To                         Action      From
--                         ------      ----
Anywhere                   REJECT      187.109.168.150           
80/tcp                     ALLOW       Anywhere                  
22                         ALLOW       Anywhere                  
443                        ALLOW       Anywhere           

The fail2ban can be configured to send reports to your email if some IP has been banned.

Comments

[Padde]

While fail2ban is very useful you still get a lot of automated authentication attempts. I additionally added port knocking using the knock daemon on the Server: so in regular state even the ssh port is blocked by the firewall. to temporarily unlock the ssh port you have to knock on a few ports in a configurable order. only then the ssh port is opened for a few seconds foryou to connect to. e.g. knock youserver.com 18754 26557 28864 && ssh user@yourserver.com to login

this completely took away the failed login attempts in my logs.

[Vitaliy Kolesov]

Thank you for knock utility. Never used it before.

[Glenn Carremans]

Great post! This is also my default workflow when I setup a new VPS.

Just a couple of tips:

Just like SSH has an alternative syntax you can do the same for port 80 and 443.
ufw allow http & ufw allow https

You can also run the command: ufw app list
This will show a list of available applications that you can add to your UFW firewall so that if the port config has changed for example this will also be updated in your UFW.
My UFW rules:

To                         Action      From
--                         ------      ----
Nginx Full                 ALLOW       Anywhere
OpenSSH                    ALLOW       Anywhere
Nginx Full (v6)            ALLOW       Anywhere (v6)
OpenSSH (v6)               ALLOW       Anywhere (v6)

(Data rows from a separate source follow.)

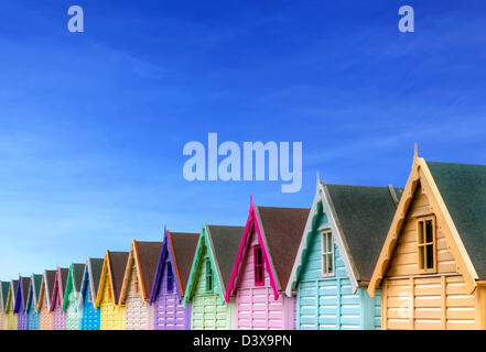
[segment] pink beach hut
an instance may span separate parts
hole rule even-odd
[[[250,211],[225,300],[235,298],[236,329],[295,329],[295,296],[284,290],[309,208],[259,207]]]

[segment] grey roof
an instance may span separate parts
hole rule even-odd
[[[84,271],[85,271],[85,264],[73,264],[73,283],[74,283],[74,289],[77,293],[80,292]]]
[[[223,295],[225,295],[245,227],[208,224],[207,229],[209,230],[208,237],[214,249],[216,265],[219,267],[223,276]]]
[[[390,189],[323,185],[327,189],[336,222],[358,272],[358,279],[369,282],[397,209]],[[393,189],[400,200],[403,189]]]
[[[479,279],[486,278],[486,165],[426,162]]]
[[[94,289],[94,297],[98,295],[99,278],[101,277],[104,258],[90,257],[89,262],[89,283]]]

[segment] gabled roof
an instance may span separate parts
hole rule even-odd
[[[196,283],[198,280],[197,274],[203,264],[204,249],[208,252],[208,256],[215,267],[215,287],[224,301],[226,287],[228,286],[231,276],[233,265],[238,253],[241,234],[245,231],[244,227],[228,227],[228,226],[213,226],[203,224],[199,234],[195,256],[191,267],[190,278],[184,295],[184,305],[191,301]]]
[[[132,240],[130,254],[125,271],[123,285],[121,288],[120,304],[123,304],[129,292],[129,279],[133,275],[133,263],[136,263],[142,296],[144,300],[150,299],[153,278],[155,277],[156,264],[162,248],[162,242],[145,242]]]
[[[88,258],[88,273],[89,273],[89,285],[91,286],[91,297],[98,295],[99,279],[101,277],[102,270],[102,258],[90,257]]]
[[[26,308],[30,286],[31,286],[30,277],[19,277],[19,290],[17,293],[14,312],[18,314],[20,309],[24,310]]]
[[[110,252],[107,251],[110,265],[110,277],[114,288],[115,301],[118,301],[123,284],[125,267],[127,265],[128,252]]]
[[[12,308],[15,307],[17,301],[17,295],[19,293],[19,280],[12,279],[10,285],[10,293],[11,293],[11,299],[12,299]]]
[[[199,234],[170,231],[168,231],[168,233],[169,242],[172,244],[170,248],[173,255],[174,270],[177,274],[181,295],[184,296]]]
[[[42,308],[43,300],[47,301],[47,310],[51,310],[51,298],[54,290],[54,282],[56,279],[56,271],[44,271],[42,276],[41,293],[37,301],[37,310]]]
[[[83,283],[83,273],[85,271],[85,264],[71,264],[69,272],[67,274],[67,279],[63,296],[63,310],[66,310],[69,305],[69,294],[74,289],[74,295],[77,304],[79,298],[80,286]]]
[[[29,287],[28,304],[31,300],[32,307],[34,307],[34,309],[36,309],[37,307],[39,296],[41,294],[41,286],[42,286],[42,275],[32,274],[31,286]],[[28,309],[28,306],[25,306],[25,309]]]
[[[82,286],[79,289],[79,307],[83,307],[84,294],[87,295],[90,292],[93,299],[96,300],[96,296],[98,294],[99,278],[101,276],[102,262],[104,260],[98,257],[89,257],[86,260],[85,268],[82,276]],[[88,285],[88,287],[85,288],[85,285]]]
[[[310,209],[259,206],[255,208],[264,232],[280,289],[285,289]]]
[[[486,255],[483,253],[486,243],[486,221],[483,219],[486,209],[485,185],[486,166],[428,163],[418,156],[415,150],[409,179],[368,285],[369,295],[375,296],[386,276],[419,186],[433,209],[436,226],[445,235],[447,250],[457,263],[457,272],[463,275],[466,289],[472,293],[477,286],[476,280],[486,278]]]
[[[310,235],[317,231],[317,217],[323,213],[335,234],[346,273],[355,292],[371,278],[395,215],[402,188],[330,185],[318,180],[298,255],[285,293],[291,296],[307,255]]]
[[[198,239],[198,233],[170,232],[166,229],[164,230],[155,277],[150,294],[150,304],[155,300],[159,294],[160,280],[164,273],[164,264],[168,256],[172,263],[172,271],[175,274],[179,296],[181,299],[184,297]]]
[[[397,209],[389,187],[326,185],[357,279],[369,282]],[[399,200],[402,188],[393,188]]]
[[[207,224],[207,234],[213,246],[215,264],[219,270],[223,285],[223,294],[226,294],[233,265],[238,254],[239,242],[245,227],[226,227]]]
[[[9,298],[9,289],[10,289],[9,282],[1,282],[0,283],[0,311],[1,312],[6,311],[7,299]]]
[[[51,296],[51,311],[54,310],[56,306],[56,297],[61,295],[61,306],[63,305],[64,293],[66,292],[67,276],[69,275],[69,268],[58,267],[54,280],[54,289]]]
[[[95,308],[97,308],[101,301],[102,292],[100,289],[102,289],[102,285],[106,284],[110,285],[114,294],[114,302],[115,305],[118,305],[121,294],[121,286],[123,285],[125,268],[127,267],[128,255],[128,252],[106,251]],[[106,283],[106,278],[108,278],[108,283]]]
[[[80,285],[83,283],[83,273],[85,271],[85,264],[72,264],[73,265],[73,278],[74,289],[76,293],[80,292]]]
[[[263,260],[270,268],[268,273],[273,296],[278,299],[279,292],[284,290],[289,282],[309,211],[309,208],[260,207],[250,201],[247,224],[226,290],[226,301],[229,301],[230,295],[237,288],[247,238],[252,232],[258,235],[262,245]]]
[[[473,262],[486,279],[486,165],[426,162]]]

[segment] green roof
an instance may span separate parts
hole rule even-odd
[[[7,307],[7,299],[9,298],[9,289],[10,289],[10,283],[9,282],[2,282],[1,283],[1,290],[2,290],[2,307]]]
[[[359,280],[370,280],[397,206],[388,187],[325,185]],[[400,200],[402,188],[393,188]]]
[[[486,278],[486,165],[426,165],[479,279]]]

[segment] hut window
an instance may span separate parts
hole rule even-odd
[[[205,261],[206,265],[206,293],[213,292],[213,271],[210,270],[210,262],[207,258]]]
[[[435,273],[435,218],[425,217],[418,219],[417,235],[417,245],[419,251],[419,271],[420,273]]]
[[[322,275],[334,276],[334,243],[333,233],[322,233]]]
[[[172,265],[168,262],[168,292],[171,293],[174,289],[174,279],[172,277]]]
[[[255,265],[255,285],[264,285],[264,272],[263,272],[263,255],[261,252],[261,246],[253,246],[253,265]]]
[[[133,268],[133,275],[134,275],[134,277],[133,277],[133,286],[134,286],[134,294],[138,296],[138,295],[140,295],[140,290],[139,290],[139,275],[137,275],[137,270],[136,268]]]
[[[108,283],[108,299],[112,300],[114,299],[114,295],[111,294],[111,285]]]

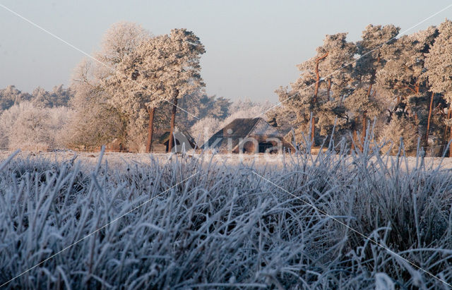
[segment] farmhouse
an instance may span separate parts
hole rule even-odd
[[[295,150],[284,135],[262,118],[236,119],[202,147],[221,153],[276,153]]]
[[[153,142],[153,151],[157,152],[165,152],[168,151],[168,143],[170,140],[170,129],[163,130],[157,134],[158,137],[155,142]],[[182,152],[194,149],[196,146],[195,140],[190,135],[190,133],[179,127],[174,128],[172,138],[174,139],[175,145],[173,145],[172,152]]]

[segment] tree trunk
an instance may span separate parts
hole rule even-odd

If you want your server to accept IPv6 you will need to enable this in your UFW config.

sudo nano /etc/default/ufw

And then change this: IPV6=yes
UFW reboot required after this change of course.

For fail2ban I have 3 jails enabled: sshd, sshd-ddos and nginx-botsearch
Current status for my sshd jail:

Status for the jail: sshd
|- Filter
|  |- Currently failed: 2
|  |- Total failed: 28259
|  `- File list:    /var/log/auth.log
`- Actions
   |- Currently banned: 0
   |- Total banned: 78
   `- Banned IP list:

[Vitaliy Kolesov]

Thanks to you, I pay attention to sshd-ddos!

In front of the nginx on my server I have traefik inside the docker container. I will try to research how to make them work together.

[Gergely Polonkai]

It feels really strange that neither the article nor anyone in the comments mention one of the most important thing:

Keep your software up to date

You can devise a firewall as hard to open as the most sophisticated safe, but if the back of the safe is missing, you did nothing. Security vulnerabilities happen, not just in the applications you use, but even in the operating system. Keep everything up to date, and you are one step closer to being protected.

[Vitaliy Kolesov]

Completely agree with your advice. I forgot to mention it in the article, I changed the post with your advice. Thank you!

[Alice-sos]

Hi,

I hope to get your consent to translate and shared with Chinese developers, I will indicate the source and author.

[Vitaliy Kolesov]

Surely, you can do it!

[Alice-sos]

Chinese link：nextfe.com/protect-server-from-hac... （中文）

[Alice-sos]

Thanks!

[LuisPa]

Great post!

Thanks for sharing.

[southcarolina803]

Thank you !

[Juanjo Salvador]

Great post! Really needed!

[Vitaliy Kolesov]

I set up a weak root password (it was the same as I used to have on my local PC) and forgot to close password access to the server in /etc/ssh/sshd_config.